Now the situation is different. Many well-known large-scale highly successful exemplars of the new way of management exist. The concepts, principles and practices of the new way of managing are now well understood and fully articulated in a canon of management literature that is growing by the day. The requisite technology is now cheap and available and ever-present. As a result, a Great Awakening is taking place.
Around the world, millions of people are beginning to insist, not on better management, but on different management. Millions of people are becoming aware that the way things have always been and the way the powers-that-be say they have to be is not the only way. There is another way, thoroughly tested, fully articulated and readily available. These people have begun to glimpse the possibility of liberation from the conceptual prison in which they have been living so long. There is a growing recognition that because traditional management is self-inflicted, we can simply opt to liberate ourselves and do things differently. We are on the brink of something different.
I spent the first four decades of my life gazing at the vast and somber edifice of the Soviet Union. Grim, impregnable, and despotic, it seemed destined to last forever. Yet economically it was rotting from within. When the Berlin Wall came down, the edifice abruptly collapsed.
The vast and somber edifices of our big institutions still stand. Grim and impregnable, they also seem destined to last forever.

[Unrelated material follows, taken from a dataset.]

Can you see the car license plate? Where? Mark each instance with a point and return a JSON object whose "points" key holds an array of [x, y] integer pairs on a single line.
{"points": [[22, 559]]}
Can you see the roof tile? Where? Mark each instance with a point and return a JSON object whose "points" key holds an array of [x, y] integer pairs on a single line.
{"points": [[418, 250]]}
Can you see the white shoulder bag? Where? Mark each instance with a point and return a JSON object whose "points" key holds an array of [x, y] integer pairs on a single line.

Yet despite these appearances, and record profits that are fueled by cheap government money, these firms are rotting from within. The despotic management practices that are causing the decline are anachronisms from a former era. It is only a matter of time before they come to be seen as uneconomic and intolerable as despotism in the political sphere.
The shift in management is thus part of a larger story, an emerging process of societal change, in which the structures that we build are adjusted to enhance rather than strangle the living part of our lives.
Management is not simply a menial set of technical directives. At its best, it clarifies and magnifies human capacity. By opening those pathways by which human beings become productive, it brings an increase in existence for those doing work and those for whom the work is done. Through creating the space where we can live mindfully and wholeheartedly, it enlarges what may be known, what may be felt, what may be done.